Zitat von sysopDie jüdischen Siedlungen in Jerusalem haben die Beziehungen zwischen Israel und den USA schwer belastet. Jüngster Fall ist st die Genehmigung neuer Siedlungsbauten in dem Ort Gilo, der auf arabischem Boden liegt. Wie soll Ihrer Meinung nach die internationale Gemeinschaft reagieren?
Unterschreiben: http://www.standupforjerusalem.org/index.php?action=list_articles&id=3 http://www.ipetitions.com/petition/standupforjerusalem/
alfredoneuman 12.08.2009
5.
Zitat von Emil PeiskerLieber Palmstroem Wenn die Israelis erfolgreich, wie schon seit 40 Jahren, sich zum Friedensprozess bekennen, aber in der Praxis weiter ungerührt den Raum besiedeln, der für einen Palästineserstaat benötigt wird, und zunehmend der amerikanischen Forderung nach Siedlungsstopp und der Option der Rückgabe der besiedelten Gebiete widersprechen, wird es irgendwann auf einen Kulminationspunkt zulaufen, der von keiner amerikanischen Regierung ignoriert werden kann.
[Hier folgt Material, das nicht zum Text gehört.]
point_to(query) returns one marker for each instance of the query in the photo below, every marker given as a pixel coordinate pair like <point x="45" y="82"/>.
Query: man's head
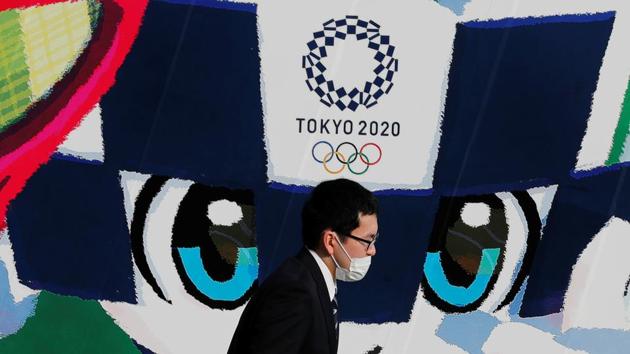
<point x="340" y="211"/>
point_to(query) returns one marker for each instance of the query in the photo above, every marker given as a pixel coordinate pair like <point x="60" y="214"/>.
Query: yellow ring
<point x="339" y="155"/>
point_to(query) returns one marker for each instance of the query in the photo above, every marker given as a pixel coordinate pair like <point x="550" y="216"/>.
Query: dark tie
<point x="334" y="306"/>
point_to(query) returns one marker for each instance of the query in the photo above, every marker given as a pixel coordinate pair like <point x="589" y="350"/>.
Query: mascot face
<point x="144" y="169"/>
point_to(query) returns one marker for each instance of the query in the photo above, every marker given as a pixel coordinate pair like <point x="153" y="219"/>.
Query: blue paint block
<point x="596" y="341"/>
<point x="468" y="331"/>
<point x="13" y="314"/>
<point x="579" y="210"/>
<point x="187" y="100"/>
<point x="69" y="233"/>
<point x="457" y="6"/>
<point x="518" y="99"/>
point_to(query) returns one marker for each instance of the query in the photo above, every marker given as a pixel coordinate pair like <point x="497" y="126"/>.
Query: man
<point x="294" y="310"/>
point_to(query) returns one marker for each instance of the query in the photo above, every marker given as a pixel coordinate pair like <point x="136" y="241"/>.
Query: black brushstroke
<point x="142" y="204"/>
<point x="534" y="227"/>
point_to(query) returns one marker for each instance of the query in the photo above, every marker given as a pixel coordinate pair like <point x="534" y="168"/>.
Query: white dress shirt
<point x="331" y="284"/>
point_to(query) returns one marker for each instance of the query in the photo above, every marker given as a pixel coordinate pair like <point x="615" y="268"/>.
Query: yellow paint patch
<point x="54" y="36"/>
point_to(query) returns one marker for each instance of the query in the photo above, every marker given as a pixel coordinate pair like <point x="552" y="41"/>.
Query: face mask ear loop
<point x="344" y="251"/>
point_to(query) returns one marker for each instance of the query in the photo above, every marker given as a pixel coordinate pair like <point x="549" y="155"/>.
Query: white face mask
<point x="357" y="270"/>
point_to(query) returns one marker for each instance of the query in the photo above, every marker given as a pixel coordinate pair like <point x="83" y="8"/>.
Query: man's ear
<point x="328" y="238"/>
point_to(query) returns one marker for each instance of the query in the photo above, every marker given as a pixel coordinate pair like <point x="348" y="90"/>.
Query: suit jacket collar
<point x="307" y="260"/>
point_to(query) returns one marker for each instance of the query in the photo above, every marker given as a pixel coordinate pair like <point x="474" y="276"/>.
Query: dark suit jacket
<point x="290" y="313"/>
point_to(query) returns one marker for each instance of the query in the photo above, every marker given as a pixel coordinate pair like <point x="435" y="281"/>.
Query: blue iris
<point x="460" y="295"/>
<point x="245" y="274"/>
Die Hoffnung der israelischen Hardliner, dass nach Obama bald wieder ein "rechter" Mann ins Oval Office einzieht, und der dann die Israelis gewähren lässt, ist wohl trügerisch. Es kann auch so kommen, dass die jetzige israelische Regierung ihre Glaubwürdigkeit in Sachen Friedenprozess so klar verspielt, dass dieser Schaden für lange Zeit das Verhältnis zu den USA beschädigt. Die Einstellung von Subventionen sind dann noch der geringste Schaden um den sich Tel Aviv Sorgen machen muss. Gruß Emil
Bei dem was Sie hier in die Form eines besorgten Beitrags kleiden, handelt es sich offensichtlich um Ihr Wunschdenken. Obama wird nicht auf biegen und brechen versuchen, Dinge durchzusetzen, die einzig allein auf Kosten Israels gehen würden. Das Thema Siedlungen ist wichtig, aber soweit man erkennen kann, ist es ein taktisch Manöver von Obama die Sache aufzubauschen, denn auch die andere Seite, die Palaestinensiche muss liefern, bloss haben die es offensichtlich nicht begriffen wie das Spiel laeuft. Nachdem PLO-Parteitag, und den masslosen Forderungen die dort mal wieder formuliert worden sind, kann Obama nicht davon ausgehen, dass von den Palaestinensern irgendetwas Konstruktives zu erwarten ist, also wird er irgendeinen Plan B aus der Schublade holen müssen, der nicht den grossen aber unmörglichen Wurf anvisiert, sondern darauf hinauslaeuft das Ganze geschehen zu daempfen und auf bessere Zeiten zu hoffen, so wie alle die mal mit grossen Illusionen im NO angetreten sind. Wobei ich bei Obama fast sicher bin, dass er niemals welche hatte, er wird sich einfach gesagt haben, ich versuchs mal mit Israel-Bashing, vielleicht hilft das ja, aber auch das hilft nicht, er wird es wohl schon bemerkt haben.